Editor’s Note: The Department of Mathematics at Gettysburg College hosts a problem of the week challenge to determine each semester’s Paul Mugabi problem-solving award recipient(s). Each week’s entries are scored by a faculty judge, and winner(s) from each week will receive a Problem Of the Week (P.O.W.) button. The Gettysburgian is not involved in or responsible for accepting or evaluating students’ submissions to this contest.
Solutions Due: Friday, November 10, 5:00 p.m.
Send solutions to bkennedy@gettysburg.edu. The contest is open to all Gettysburg College students. Up to three people may work together on a submission. Make sure your name is on your submission and that any sources are properly cited. Weekly winners will receive a POW victory button, and the best-performing students of the semester will receive the Paul Mugabi problem-solving award.
Now we’re rolling!
We start rolling a coin with radius 1 in a straight line, along a level surface, at speed 1 inch per second. After t seconds, the center of the coin will have traveled t inches.

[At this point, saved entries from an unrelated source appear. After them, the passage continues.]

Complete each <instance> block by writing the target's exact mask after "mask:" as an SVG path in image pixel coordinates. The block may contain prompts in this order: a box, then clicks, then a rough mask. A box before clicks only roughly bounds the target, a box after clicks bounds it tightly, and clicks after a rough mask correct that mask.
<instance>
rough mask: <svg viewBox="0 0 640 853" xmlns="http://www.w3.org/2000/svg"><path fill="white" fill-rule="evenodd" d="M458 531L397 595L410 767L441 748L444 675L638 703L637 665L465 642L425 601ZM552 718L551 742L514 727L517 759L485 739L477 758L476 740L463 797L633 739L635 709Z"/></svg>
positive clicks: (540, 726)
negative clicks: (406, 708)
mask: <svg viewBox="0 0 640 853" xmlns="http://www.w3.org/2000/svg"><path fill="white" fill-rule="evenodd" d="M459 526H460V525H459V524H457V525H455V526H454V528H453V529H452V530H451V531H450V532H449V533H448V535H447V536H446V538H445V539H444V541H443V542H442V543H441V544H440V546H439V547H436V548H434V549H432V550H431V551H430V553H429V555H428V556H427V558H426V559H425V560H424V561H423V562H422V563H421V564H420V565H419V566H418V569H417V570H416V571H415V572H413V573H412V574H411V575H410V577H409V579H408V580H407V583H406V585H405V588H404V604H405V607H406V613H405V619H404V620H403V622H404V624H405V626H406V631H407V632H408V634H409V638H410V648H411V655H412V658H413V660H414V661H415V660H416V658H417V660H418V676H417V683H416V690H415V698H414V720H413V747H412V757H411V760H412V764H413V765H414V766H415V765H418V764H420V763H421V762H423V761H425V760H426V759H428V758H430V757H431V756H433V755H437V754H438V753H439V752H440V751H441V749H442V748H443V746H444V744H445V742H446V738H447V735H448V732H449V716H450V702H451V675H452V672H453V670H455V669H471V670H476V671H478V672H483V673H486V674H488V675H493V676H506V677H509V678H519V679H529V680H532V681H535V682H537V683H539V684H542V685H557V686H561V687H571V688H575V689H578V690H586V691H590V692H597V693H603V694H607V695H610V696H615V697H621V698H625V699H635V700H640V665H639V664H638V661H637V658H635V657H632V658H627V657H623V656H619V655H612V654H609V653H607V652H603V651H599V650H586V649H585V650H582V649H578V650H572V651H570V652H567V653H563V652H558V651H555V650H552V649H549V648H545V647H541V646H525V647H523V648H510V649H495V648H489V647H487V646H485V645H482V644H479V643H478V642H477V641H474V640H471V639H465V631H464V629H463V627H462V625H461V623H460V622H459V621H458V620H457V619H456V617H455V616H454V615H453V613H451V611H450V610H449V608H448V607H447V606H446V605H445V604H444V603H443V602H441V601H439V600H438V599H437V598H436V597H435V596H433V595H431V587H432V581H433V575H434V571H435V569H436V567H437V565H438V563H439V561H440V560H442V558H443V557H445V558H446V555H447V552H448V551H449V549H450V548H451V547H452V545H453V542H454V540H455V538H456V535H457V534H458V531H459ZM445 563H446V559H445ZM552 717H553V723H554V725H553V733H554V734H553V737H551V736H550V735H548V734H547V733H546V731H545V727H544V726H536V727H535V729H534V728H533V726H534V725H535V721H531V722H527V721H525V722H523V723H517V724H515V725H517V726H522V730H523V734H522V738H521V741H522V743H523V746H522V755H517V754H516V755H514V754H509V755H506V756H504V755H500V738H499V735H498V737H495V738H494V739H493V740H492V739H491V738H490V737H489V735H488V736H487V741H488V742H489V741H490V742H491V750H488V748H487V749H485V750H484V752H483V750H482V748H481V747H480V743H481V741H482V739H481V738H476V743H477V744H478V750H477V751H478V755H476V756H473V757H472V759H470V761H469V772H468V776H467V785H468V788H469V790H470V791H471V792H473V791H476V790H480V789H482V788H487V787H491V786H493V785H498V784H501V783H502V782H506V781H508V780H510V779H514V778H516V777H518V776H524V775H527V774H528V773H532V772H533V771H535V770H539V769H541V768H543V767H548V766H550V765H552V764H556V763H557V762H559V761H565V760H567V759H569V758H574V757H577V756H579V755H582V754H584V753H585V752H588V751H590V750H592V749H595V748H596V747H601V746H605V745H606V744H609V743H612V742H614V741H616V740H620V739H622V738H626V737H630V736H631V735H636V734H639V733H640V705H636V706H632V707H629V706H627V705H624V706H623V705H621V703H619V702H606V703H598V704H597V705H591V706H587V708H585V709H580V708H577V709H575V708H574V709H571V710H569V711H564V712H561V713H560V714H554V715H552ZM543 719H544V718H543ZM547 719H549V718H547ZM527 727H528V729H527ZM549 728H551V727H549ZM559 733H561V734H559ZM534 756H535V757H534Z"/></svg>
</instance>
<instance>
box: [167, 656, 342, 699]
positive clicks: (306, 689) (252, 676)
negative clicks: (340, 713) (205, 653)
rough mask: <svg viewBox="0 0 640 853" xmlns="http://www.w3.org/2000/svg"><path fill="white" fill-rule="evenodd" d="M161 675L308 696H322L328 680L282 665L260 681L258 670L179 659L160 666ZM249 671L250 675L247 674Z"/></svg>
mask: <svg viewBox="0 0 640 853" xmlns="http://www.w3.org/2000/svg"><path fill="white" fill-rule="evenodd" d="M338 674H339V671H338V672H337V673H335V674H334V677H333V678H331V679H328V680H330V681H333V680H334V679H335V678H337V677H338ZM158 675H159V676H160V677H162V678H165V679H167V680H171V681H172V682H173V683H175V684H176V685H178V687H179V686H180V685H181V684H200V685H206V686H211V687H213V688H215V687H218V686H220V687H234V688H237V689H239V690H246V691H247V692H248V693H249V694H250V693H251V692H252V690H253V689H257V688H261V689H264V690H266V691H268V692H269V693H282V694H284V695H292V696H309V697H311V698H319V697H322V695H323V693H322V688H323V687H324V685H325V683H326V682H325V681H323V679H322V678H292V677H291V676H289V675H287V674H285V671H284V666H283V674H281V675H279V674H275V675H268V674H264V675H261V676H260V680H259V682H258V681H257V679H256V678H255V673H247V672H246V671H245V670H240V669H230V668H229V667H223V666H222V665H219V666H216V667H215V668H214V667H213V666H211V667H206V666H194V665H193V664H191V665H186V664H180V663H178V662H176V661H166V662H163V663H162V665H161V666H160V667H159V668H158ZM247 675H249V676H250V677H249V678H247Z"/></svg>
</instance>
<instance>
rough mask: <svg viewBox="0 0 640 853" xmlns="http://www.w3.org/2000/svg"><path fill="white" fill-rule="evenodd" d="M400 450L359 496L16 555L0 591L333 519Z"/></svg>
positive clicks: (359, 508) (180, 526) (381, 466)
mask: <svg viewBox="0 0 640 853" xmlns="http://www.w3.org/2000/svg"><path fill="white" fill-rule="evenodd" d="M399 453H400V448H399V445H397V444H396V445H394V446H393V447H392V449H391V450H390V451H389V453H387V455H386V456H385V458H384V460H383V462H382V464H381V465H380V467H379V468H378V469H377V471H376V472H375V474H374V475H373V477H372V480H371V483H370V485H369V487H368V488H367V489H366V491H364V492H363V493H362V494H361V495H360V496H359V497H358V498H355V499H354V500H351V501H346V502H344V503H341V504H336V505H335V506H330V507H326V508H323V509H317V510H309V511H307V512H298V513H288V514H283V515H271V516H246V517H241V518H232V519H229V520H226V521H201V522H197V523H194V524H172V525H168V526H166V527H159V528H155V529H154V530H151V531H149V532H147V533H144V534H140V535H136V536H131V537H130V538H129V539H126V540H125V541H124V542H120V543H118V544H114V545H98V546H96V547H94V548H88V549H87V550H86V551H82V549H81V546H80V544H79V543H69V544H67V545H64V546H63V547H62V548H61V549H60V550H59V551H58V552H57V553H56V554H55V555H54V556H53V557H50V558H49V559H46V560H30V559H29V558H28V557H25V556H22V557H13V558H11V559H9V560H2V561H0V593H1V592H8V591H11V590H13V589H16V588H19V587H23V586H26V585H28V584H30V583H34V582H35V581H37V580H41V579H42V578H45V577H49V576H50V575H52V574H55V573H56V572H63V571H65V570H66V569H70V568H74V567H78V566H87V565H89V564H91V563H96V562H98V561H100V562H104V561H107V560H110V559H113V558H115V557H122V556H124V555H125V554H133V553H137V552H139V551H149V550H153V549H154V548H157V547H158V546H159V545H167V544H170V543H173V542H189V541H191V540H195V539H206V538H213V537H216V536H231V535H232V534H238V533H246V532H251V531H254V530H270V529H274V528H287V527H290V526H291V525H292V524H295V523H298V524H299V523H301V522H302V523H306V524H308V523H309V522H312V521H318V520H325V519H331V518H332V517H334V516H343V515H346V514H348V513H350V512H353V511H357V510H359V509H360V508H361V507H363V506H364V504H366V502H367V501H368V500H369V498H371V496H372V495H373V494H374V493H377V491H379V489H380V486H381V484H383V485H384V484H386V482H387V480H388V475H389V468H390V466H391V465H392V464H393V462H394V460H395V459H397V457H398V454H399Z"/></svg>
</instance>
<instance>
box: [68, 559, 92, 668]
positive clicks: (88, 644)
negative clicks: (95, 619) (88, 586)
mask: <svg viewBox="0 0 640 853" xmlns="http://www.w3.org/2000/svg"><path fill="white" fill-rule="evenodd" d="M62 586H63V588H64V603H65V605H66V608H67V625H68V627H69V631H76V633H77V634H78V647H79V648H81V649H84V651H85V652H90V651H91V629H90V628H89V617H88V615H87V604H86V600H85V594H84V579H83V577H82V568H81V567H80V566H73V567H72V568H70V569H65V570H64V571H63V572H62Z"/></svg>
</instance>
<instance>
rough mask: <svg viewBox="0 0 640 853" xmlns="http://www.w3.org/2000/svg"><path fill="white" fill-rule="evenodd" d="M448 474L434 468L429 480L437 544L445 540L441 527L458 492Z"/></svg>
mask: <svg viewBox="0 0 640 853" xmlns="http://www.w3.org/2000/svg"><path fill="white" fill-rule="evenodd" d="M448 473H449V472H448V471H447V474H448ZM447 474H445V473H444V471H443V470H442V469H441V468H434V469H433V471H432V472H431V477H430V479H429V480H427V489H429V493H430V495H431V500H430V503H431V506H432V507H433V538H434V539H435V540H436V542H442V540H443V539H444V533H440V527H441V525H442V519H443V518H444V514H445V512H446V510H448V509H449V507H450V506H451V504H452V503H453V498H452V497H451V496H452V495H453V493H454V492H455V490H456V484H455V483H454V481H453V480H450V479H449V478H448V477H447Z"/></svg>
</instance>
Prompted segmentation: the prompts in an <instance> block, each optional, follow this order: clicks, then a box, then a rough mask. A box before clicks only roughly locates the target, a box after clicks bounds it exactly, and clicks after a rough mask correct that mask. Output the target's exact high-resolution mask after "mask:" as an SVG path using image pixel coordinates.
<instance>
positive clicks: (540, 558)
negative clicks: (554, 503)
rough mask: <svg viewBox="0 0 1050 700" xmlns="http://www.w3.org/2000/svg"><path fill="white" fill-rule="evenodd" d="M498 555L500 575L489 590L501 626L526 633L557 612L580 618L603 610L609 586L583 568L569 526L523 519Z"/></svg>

Choose a point p on the edge of the coin, and write d(t) for the total distance through space that point p has traveled after t seconds. After a long enough time, it is guaranteed that the point p will have traveled further than the center of the coin; but for some choices of p, d(t) is less than t for small t.
QUESTION: What is the largest possible value of t for which it is possible that d(t) = t? (Computer-approximated answers OK; just explain how you got them.)